Кровь схлынула с лица Дюйшена. Обрывая дрожащими пальцами крючки шинели, он вытащил из кармана гимнастерки лист бумаги, сложенный вчетверо, и, торопливо развернув его, поднял над головой.
— Значит, вы против этой бумаги, где сказано об учении детей, где поставлена печать Советской власти? А кто вам дал землю, воду, кто дал вам волю? Ну, кто против законов Советской власти, кто? Отвечай!
Он выкрикнул слово «отвечай» с такой звенящей, гневной силой, что оно, как пуля, прорезало теплынь осенней тиши и, словно выстрел, отозвалось коротким эхом в скалах. Никто не проронил ни слова. Люди молчали, понурив головы.
— Мы бедняки, — уже тихо проговорил Дюйшен. — Нас всю жизнь топтали и унижали. Мы жили в темноте. А теперь советская власть хочет, чтобы мы увидели свет, чтобы мы научились читать и писать. А для этого надо учить детей…
Дюйшен выжидающе умолк. И тогда тот самый, в драной шубе, что спрашивал его, как он сделался муллой, пробормотал примирительным тоном:
— Ладно уж, учи, если тебе охота, нам-то что… Мы не против закона.
— Но я прошу вас помочь мне. Нам надо отремонтировать эту байскую конюшню на горе, надо перекинуть мост через речку, дрова нужны школе…
— Погоди, джигит, очень уж ты прыткий! — оборвал Дюйшена несговорчивый Сатымкул.
Сплюнув сквозь зубы, он опять прищурил глаз, словно бы прицеливаясь.
— Вот ты на весь аил кричишь: «Школу буду открывать!» А поглядеть на тебя — ни шубы на тебе, ни коня под тобой, ни землицы вспаханной в поле, хоть бы с ладонь, ни единой скотинки во дворе! Так как же ты думаешь жить, дорогой человек? Разве что чужие табуны угонять… Только у нас их нет. А у кого табуны есть — те в горах.
Дюйшен хотел ответить что-то резкое, но сдержал себя и негромко сказал:
— Проживу как-нибудь. Жалованье буду получать.
— А-а, давно бы так! — И Сатымкул, очень довольный собой, с победоносным видом выпрямился в седле. — Вот теперь все ясно. Ты, джигит, сам делай свои дела и на свое жалованье детей учи. В казне денег хватит. А нас оставь в покое, у нас, слава богу, своих забот полон рот…
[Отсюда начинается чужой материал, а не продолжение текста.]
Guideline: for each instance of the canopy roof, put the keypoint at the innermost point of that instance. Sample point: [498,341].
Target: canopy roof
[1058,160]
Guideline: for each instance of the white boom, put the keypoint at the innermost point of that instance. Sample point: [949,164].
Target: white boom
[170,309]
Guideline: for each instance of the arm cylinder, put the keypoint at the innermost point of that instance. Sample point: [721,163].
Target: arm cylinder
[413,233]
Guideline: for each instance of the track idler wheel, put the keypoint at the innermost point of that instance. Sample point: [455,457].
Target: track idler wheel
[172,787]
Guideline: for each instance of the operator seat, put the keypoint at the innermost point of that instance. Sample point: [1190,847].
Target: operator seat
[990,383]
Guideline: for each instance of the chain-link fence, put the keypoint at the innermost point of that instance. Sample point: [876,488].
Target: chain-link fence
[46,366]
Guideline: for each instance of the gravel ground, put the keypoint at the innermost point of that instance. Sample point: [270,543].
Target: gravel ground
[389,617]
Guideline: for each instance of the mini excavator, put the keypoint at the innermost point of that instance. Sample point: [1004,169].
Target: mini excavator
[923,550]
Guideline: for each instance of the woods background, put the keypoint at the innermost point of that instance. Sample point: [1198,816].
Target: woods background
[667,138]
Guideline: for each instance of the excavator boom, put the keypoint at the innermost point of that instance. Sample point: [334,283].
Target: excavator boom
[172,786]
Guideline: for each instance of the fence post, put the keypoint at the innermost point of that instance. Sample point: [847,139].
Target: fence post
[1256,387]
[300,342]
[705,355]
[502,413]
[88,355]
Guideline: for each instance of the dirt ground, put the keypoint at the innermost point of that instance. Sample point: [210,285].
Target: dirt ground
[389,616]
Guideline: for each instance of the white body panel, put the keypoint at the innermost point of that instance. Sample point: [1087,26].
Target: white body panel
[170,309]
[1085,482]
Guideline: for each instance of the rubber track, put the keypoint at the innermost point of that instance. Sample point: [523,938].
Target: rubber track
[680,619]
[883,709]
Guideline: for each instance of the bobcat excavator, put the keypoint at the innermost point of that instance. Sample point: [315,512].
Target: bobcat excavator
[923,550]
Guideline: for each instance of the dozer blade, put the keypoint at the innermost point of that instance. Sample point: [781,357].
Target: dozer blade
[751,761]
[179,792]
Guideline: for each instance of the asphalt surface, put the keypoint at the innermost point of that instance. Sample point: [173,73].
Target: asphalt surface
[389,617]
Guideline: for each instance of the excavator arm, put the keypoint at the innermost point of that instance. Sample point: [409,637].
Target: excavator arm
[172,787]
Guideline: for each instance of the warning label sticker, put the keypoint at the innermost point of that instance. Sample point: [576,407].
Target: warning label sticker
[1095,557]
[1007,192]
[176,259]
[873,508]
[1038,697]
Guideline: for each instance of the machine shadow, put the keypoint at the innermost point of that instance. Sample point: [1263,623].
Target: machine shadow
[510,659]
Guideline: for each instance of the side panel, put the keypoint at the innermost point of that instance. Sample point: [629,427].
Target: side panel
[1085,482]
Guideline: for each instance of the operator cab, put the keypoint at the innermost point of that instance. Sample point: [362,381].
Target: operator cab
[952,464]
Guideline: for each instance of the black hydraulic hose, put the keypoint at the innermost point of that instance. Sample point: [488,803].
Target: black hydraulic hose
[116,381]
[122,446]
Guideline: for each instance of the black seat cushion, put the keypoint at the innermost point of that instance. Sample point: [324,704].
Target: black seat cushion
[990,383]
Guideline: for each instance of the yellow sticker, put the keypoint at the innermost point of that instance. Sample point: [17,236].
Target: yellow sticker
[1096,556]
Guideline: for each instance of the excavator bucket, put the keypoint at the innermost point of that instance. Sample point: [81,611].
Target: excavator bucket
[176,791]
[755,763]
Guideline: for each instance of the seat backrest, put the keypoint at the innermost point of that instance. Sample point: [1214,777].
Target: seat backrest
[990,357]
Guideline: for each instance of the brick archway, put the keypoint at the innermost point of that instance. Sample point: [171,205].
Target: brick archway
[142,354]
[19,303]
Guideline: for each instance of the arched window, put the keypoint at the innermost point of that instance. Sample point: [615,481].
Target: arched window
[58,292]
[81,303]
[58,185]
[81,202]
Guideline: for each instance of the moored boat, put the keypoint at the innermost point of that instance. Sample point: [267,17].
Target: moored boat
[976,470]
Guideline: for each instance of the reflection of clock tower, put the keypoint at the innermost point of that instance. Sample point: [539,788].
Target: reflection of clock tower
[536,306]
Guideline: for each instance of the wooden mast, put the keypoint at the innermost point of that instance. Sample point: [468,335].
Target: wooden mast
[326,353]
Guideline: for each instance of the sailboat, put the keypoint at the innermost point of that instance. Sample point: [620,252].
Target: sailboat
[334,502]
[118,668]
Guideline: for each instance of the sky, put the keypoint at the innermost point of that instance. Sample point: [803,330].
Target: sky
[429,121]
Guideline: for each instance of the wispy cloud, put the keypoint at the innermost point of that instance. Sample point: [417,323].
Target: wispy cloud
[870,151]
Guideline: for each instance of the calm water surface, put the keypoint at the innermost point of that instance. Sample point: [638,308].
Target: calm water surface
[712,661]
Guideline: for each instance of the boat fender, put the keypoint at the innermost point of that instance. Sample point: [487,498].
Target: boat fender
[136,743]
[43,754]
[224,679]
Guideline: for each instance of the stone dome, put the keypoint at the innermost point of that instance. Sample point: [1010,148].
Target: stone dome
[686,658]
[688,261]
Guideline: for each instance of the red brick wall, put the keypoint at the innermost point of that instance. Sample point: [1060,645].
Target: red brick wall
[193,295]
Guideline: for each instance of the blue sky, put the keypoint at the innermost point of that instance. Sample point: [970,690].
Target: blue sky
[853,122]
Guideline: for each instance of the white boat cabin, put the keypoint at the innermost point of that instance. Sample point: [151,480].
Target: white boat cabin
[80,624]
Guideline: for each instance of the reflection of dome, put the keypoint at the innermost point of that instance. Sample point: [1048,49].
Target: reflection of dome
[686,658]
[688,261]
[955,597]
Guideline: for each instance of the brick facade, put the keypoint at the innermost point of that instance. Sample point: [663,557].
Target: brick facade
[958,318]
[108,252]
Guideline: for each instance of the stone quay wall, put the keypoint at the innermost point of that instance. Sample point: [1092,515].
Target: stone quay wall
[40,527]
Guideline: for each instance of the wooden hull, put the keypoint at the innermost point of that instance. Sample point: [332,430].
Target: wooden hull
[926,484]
С этими словами Сатымкул повернул коня и поехал домой. Вслед за ним потянулись и другие. А Дюйшен так и остался стоять, держа в руке свою бумагу. Он, бедняга, не знал, куда ему теперь податься…
Мне стало жаль Дюйшена. Я смотрела на него не отрывая глаз, пока мой дядя, проезжая мимо, не окликнул меня:
— А ты, косматая, что тут делаешь, что рот разинула, а ну, беги домой!
— И я кинулась догонять ребят. — Ишь ты, и они уже повадились на сходки!
На другой день, когда мы, девчонки, пошли по воду, нам встретился у реки Дюйшен. Он перебирался вброд на другой берег с лопатой, кетменем, топором и каким-то старым ведром в руках.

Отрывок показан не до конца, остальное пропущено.